Gpt-3.5-turbo-0125 differences in performance on different days

Models such as gpt-3.5-turbo-0125 are said to be static but I have experienced differences in performance with the same prompt and context.

I usually check the consistency of the performance of the prompt trying it 4-5 times in a row. I did this text on different days and the performance was very different. It went from 3-4 errors out of 42 executions to 9-10 errors out of 42 executions. The only difference is the day.

I have seen other posts talking about this issue but are from other models. So some questions arise:

  • Is it confirmed that the static versiones aren’t really static?
  • Could the problem be that the date is actually inserted in the API call somehow affecting the performance?
  • Does anyone know what else could be the issue?

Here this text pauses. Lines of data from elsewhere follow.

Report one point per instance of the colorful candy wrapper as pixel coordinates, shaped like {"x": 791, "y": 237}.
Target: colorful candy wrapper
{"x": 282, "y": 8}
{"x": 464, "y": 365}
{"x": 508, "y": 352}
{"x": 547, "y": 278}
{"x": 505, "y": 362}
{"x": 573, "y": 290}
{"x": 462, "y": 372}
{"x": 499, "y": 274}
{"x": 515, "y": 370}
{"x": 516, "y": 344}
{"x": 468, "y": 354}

Thanks for taking the time to read and answer the issue.

Carlos

Hi there!

In practice, model performance is not exactly static. Some volatility in performance including transient degradations are not unusual and should not necessarily be interpreted as more systemic issues. In practice, you can implement controls to test for performance degradation and then respond with mitigation actions, e.g. temporary switch to an alternative model.

There is in my mind no reason to believe that performance variations are linked to any specific day. In any case, only you control what is being sent as part of the API call and as such there is no automatic insertion of the date into the API call.

Just my two cents.

Hi!

Thanks for answering.

I do not expect the performance to be static (or deterministic) since the arquitecture of these models cannot fulfill that objective, but I do expect the model to be static.
If the model is exactly the same, with the same weights and everything, why should it suffer from these degradations? There is always going to be some variance in the responses, but if the model is static, as OpenAI claims, the variance should be mantained across time, no?

I might be missing some variable in my analysis that you (or others) could help me with.